A Welsh author has taken aim at a defence of monolingualism in The Times.
Glyn Williams, from Llanidan, Ynys Mon, who wrote Social Theory and Language criticised a letter that claimed learning “a second language is not essential” because “English is the lingua franca of the developed world”.
The letter by Graham Lloyd, from East Bridgford, Notts, also suggested that time would be “better spent doing something more constructive.”
Mr Williams responded with his own letter in The Times which said that “a knowledge of languages opens our comprehension of the world”, and added that “the ethnocentricity inherent in treating English as the sole native language in the British Isles does a disservice to our shared linguistic heritage.”
Glyn Williams said: “Sir, The defence of a prevailing monolingualism (letter, Dec 23) betrays a materialist understanding of language, treating the learning of languages other than English as a waste of time.
“It ignores the benefits of multilingualism, including the purported cognitive benefits, and how the social and the cultural relate to the subtleties of meaning. A knowledge of languages opens our comprehension of the world.”
He added: “Furthermore, the ethnocentricity inherent in treating English as the sole native language in the British Isles does a disservice to our shared linguistic heritage.
“As for which language should be learnt: in Wales the answer should be obvious, if only out of respect for the people and their culture.

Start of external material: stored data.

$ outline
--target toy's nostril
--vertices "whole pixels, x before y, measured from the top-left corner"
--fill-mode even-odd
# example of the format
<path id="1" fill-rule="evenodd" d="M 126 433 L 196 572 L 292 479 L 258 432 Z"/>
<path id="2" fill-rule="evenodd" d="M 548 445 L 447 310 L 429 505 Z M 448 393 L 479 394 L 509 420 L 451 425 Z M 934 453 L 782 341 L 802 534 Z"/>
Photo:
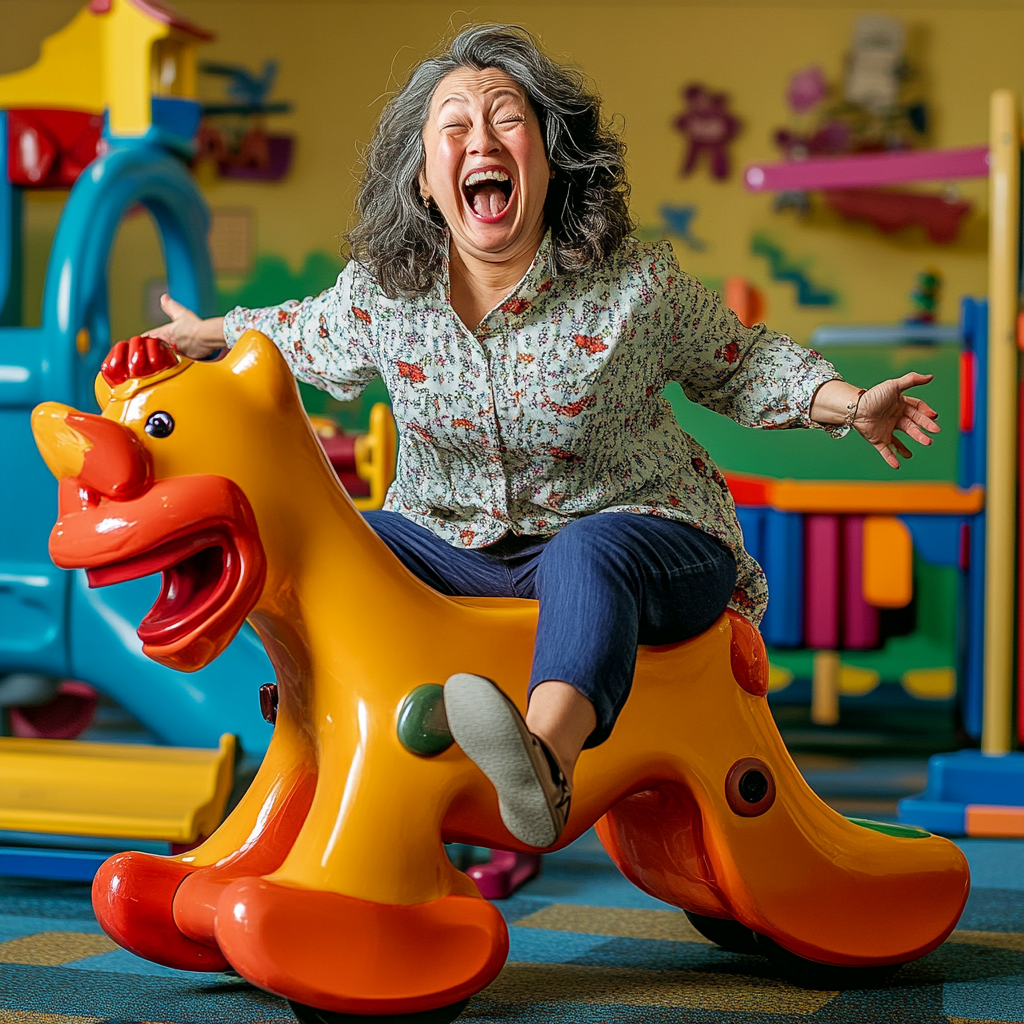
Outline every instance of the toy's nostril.
<path id="1" fill-rule="evenodd" d="M 748 804 L 756 804 L 763 800 L 768 792 L 768 780 L 756 769 L 744 772 L 740 779 L 740 796 Z"/>
<path id="2" fill-rule="evenodd" d="M 435 757 L 454 743 L 444 712 L 444 687 L 437 683 L 417 686 L 398 712 L 398 739 L 411 754 Z"/>
<path id="3" fill-rule="evenodd" d="M 277 683 L 264 683 L 260 687 L 260 712 L 265 722 L 277 724 Z"/>

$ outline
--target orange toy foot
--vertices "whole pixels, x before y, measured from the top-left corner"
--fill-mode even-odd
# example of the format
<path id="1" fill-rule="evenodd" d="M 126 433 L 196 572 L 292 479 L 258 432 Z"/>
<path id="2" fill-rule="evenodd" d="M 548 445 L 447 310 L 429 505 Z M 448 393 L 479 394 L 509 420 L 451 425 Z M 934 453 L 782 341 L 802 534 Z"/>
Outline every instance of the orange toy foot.
<path id="1" fill-rule="evenodd" d="M 238 878 L 271 874 L 288 856 L 313 802 L 316 776 L 298 772 L 281 781 L 287 795 L 276 808 L 268 798 L 263 810 L 273 809 L 245 846 L 215 864 L 197 868 L 178 886 L 173 900 L 174 923 L 194 942 L 216 949 L 217 904 L 224 890 Z"/>
<path id="2" fill-rule="evenodd" d="M 371 903 L 262 878 L 220 898 L 217 942 L 244 978 L 338 1013 L 402 1014 L 479 992 L 508 956 L 508 930 L 485 900 Z"/>
<path id="3" fill-rule="evenodd" d="M 148 853 L 119 853 L 104 861 L 92 883 L 92 906 L 103 930 L 119 945 L 180 971 L 223 971 L 216 949 L 186 938 L 171 908 L 192 868 Z"/>

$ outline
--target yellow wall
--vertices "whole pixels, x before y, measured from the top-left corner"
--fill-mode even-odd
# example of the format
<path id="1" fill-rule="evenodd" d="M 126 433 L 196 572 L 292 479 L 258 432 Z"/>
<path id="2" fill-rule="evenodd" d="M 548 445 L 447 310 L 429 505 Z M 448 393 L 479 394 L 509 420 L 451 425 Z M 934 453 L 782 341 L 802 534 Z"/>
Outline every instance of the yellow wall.
<path id="1" fill-rule="evenodd" d="M 736 168 L 776 158 L 770 135 L 786 122 L 790 74 L 820 63 L 838 78 L 854 19 L 883 10 L 910 26 L 923 60 L 935 120 L 932 143 L 983 143 L 989 92 L 1008 86 L 1024 93 L 1024 0 L 865 7 L 821 0 L 788 6 L 509 0 L 471 7 L 470 15 L 426 2 L 178 0 L 177 7 L 218 34 L 215 43 L 201 49 L 201 59 L 251 67 L 271 57 L 279 61 L 275 98 L 291 100 L 294 112 L 272 118 L 270 125 L 297 137 L 290 176 L 277 184 L 216 183 L 207 194 L 214 206 L 254 208 L 260 251 L 283 255 L 294 267 L 310 251 L 337 250 L 351 216 L 359 147 L 387 91 L 449 25 L 471 16 L 517 21 L 537 32 L 556 57 L 583 66 L 607 110 L 624 119 L 633 209 L 641 224 L 656 225 L 662 203 L 697 204 L 693 230 L 708 248 L 694 253 L 677 246 L 684 267 L 706 280 L 746 275 L 766 291 L 772 326 L 805 339 L 823 322 L 900 319 L 909 312 L 915 274 L 929 264 L 945 275 L 944 320 L 955 319 L 959 295 L 985 290 L 984 182 L 963 184 L 963 194 L 976 201 L 980 213 L 952 246 L 930 245 L 915 230 L 887 238 L 873 227 L 851 227 L 834 218 L 801 223 L 792 213 L 773 213 L 770 197 L 747 194 L 736 172 L 724 184 L 703 170 L 680 178 L 683 140 L 671 122 L 682 109 L 680 87 L 704 81 L 730 92 L 732 109 L 745 122 L 732 148 Z M 31 62 L 39 39 L 77 8 L 66 0 L 3 0 L 0 72 Z M 764 260 L 751 255 L 751 235 L 758 230 L 806 258 L 815 282 L 840 293 L 839 305 L 797 306 L 792 286 L 772 282 Z M 149 263 L 159 274 L 151 233 L 126 230 L 115 254 L 115 274 L 119 266 L 131 266 L 134 281 L 139 267 Z M 135 289 L 133 283 L 115 293 L 115 311 L 130 305 L 139 315 Z"/>

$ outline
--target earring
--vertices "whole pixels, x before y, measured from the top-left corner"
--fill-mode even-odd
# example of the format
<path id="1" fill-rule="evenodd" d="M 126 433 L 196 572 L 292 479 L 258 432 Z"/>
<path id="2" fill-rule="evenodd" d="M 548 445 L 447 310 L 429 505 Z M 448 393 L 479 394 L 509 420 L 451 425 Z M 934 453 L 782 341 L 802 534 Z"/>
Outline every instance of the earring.
<path id="1" fill-rule="evenodd" d="M 422 196 L 423 205 L 429 210 L 430 209 L 430 196 Z"/>
<path id="2" fill-rule="evenodd" d="M 549 174 L 548 174 L 549 178 L 553 178 L 554 176 L 555 176 L 555 172 L 554 171 L 549 172 Z"/>

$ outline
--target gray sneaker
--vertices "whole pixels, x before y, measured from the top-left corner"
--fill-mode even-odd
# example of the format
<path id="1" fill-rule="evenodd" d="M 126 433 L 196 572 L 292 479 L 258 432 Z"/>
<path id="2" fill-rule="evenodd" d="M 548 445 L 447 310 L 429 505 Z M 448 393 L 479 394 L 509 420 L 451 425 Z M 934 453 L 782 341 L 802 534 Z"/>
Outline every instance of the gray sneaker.
<path id="1" fill-rule="evenodd" d="M 553 845 L 569 817 L 572 791 L 547 744 L 519 709 L 483 676 L 459 672 L 444 686 L 448 728 L 498 792 L 505 827 L 527 846 Z"/>

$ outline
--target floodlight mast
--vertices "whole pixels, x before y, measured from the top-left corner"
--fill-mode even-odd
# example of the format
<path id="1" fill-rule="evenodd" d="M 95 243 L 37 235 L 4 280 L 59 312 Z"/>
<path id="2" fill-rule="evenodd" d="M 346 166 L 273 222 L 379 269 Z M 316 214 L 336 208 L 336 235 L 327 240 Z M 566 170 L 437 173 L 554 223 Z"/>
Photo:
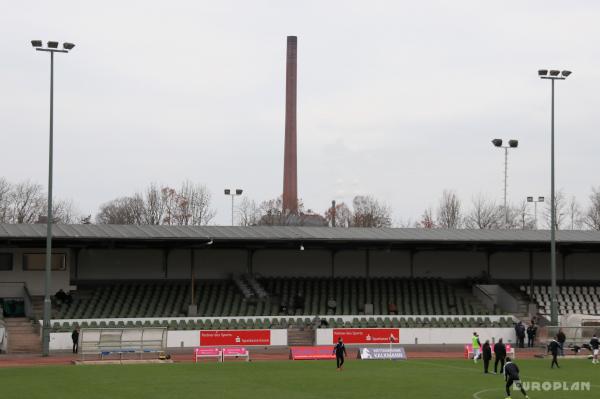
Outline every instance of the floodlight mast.
<path id="1" fill-rule="evenodd" d="M 534 222 L 533 223 L 534 223 L 534 226 L 535 226 L 536 230 L 538 228 L 538 223 L 537 223 L 537 215 L 538 215 L 538 213 L 537 213 L 537 204 L 539 202 L 544 202 L 544 200 L 545 200 L 545 198 L 542 197 L 542 196 L 539 196 L 537 198 L 537 200 L 534 200 L 533 197 L 527 197 L 527 202 L 532 202 L 533 203 L 533 208 L 534 208 Z"/>
<path id="2" fill-rule="evenodd" d="M 504 227 L 508 228 L 508 203 L 507 203 L 507 187 L 508 187 L 508 150 L 517 148 L 519 140 L 508 140 L 508 145 L 502 145 L 502 139 L 493 139 L 492 144 L 497 148 L 504 148 Z"/>
<path id="3" fill-rule="evenodd" d="M 42 356 L 50 354 L 50 316 L 52 302 L 50 290 L 52 289 L 52 167 L 54 147 L 54 53 L 68 53 L 75 47 L 73 43 L 64 43 L 63 49 L 58 48 L 58 42 L 49 41 L 43 47 L 41 40 L 32 40 L 31 45 L 36 51 L 50 53 L 50 139 L 48 145 L 48 214 L 46 216 L 46 265 L 44 278 L 44 321 L 42 324 Z"/>
<path id="4" fill-rule="evenodd" d="M 242 195 L 242 193 L 244 192 L 244 190 L 242 190 L 241 188 L 236 188 L 235 190 L 231 190 L 229 188 L 226 188 L 225 190 L 223 190 L 223 192 L 225 193 L 225 195 L 229 195 L 231 197 L 231 225 L 234 225 L 234 221 L 233 221 L 233 204 L 234 204 L 234 200 L 235 197 Z"/>
<path id="5" fill-rule="evenodd" d="M 558 302 L 556 298 L 556 195 L 554 187 L 554 81 L 565 80 L 569 75 L 571 75 L 571 71 L 568 70 L 538 70 L 538 76 L 541 79 L 549 79 L 552 82 L 550 108 L 550 274 L 552 280 L 550 290 L 550 322 L 554 326 L 558 326 Z"/>

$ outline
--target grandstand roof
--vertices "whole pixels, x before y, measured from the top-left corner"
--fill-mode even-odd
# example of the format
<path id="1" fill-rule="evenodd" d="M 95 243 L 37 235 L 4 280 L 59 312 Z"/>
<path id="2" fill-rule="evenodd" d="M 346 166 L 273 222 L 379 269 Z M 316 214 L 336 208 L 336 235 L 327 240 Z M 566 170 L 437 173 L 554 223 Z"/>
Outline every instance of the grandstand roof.
<path id="1" fill-rule="evenodd" d="M 45 224 L 0 224 L 0 242 L 41 242 Z M 309 243 L 359 245 L 465 244 L 526 245 L 550 240 L 547 230 L 444 230 L 414 228 L 343 228 L 303 226 L 135 226 L 135 225 L 55 225 L 55 241 L 65 243 L 149 243 L 178 242 L 202 244 Z M 559 231 L 563 246 L 600 246 L 600 231 Z M 225 245 L 226 246 L 226 245 Z"/>

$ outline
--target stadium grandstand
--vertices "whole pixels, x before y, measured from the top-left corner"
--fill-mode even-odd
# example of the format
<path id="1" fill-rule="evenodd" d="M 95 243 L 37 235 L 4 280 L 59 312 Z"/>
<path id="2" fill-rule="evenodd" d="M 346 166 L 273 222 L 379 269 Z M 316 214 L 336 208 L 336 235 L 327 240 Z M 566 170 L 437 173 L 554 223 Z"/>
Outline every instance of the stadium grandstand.
<path id="1" fill-rule="evenodd" d="M 167 328 L 180 334 L 169 338 L 178 347 L 196 343 L 183 332 L 202 330 L 283 329 L 286 345 L 314 344 L 318 330 L 332 328 L 403 328 L 414 330 L 405 343 L 433 344 L 468 335 L 427 341 L 422 331 L 508 334 L 518 320 L 543 321 L 549 312 L 548 238 L 511 230 L 56 225 L 53 349 L 65 349 L 58 337 L 68 341 L 76 327 Z M 557 243 L 561 313 L 598 315 L 600 232 L 561 231 Z M 0 225 L 2 325 L 12 352 L 40 350 L 44 246 L 45 225 Z"/>

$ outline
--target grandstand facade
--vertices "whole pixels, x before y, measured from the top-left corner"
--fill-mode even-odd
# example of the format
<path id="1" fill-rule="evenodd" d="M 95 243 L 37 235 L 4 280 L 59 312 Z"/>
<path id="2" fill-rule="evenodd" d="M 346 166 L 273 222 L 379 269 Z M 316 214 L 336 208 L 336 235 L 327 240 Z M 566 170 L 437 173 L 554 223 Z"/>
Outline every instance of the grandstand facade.
<path id="1" fill-rule="evenodd" d="M 57 332 L 510 328 L 550 279 L 546 231 L 57 225 L 53 245 Z M 44 225 L 0 225 L 4 313 L 40 318 L 44 246 Z M 558 253 L 559 284 L 586 286 L 561 310 L 597 314 L 600 232 L 561 231 Z"/>

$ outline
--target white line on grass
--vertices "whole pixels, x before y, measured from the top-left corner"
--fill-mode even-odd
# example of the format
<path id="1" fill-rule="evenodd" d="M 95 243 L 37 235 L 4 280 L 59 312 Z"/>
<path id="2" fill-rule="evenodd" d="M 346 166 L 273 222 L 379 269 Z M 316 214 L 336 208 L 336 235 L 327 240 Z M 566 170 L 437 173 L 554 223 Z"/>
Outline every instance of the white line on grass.
<path id="1" fill-rule="evenodd" d="M 502 391 L 502 388 L 484 389 L 483 391 L 475 392 L 473 394 L 473 398 L 475 398 L 475 399 L 482 399 L 481 396 L 479 396 L 479 395 L 481 395 L 482 393 L 493 392 L 493 391 Z"/>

English may be the prevailing global hegemonic language but such structures never endure.”
The letter by Graham Lloyd said: “Sir, It is all very well knocking the British for our inability to read and write in two languages (letter, Dec 17), but which second language should we learn? French or German perhaps? Spanish? Mandarin?
“For people growing up outside the UK it is simple: English is the lingua franca of the developed world. To succeed in business they must master it.
“But the lingua franca is our native language so a second language is not essential. Mastering a second language is hard and time-consuming.
“Unless one is going to use it every day, in this age of increasingly sophisticated translator apps the time is better spent doing something more constructive.”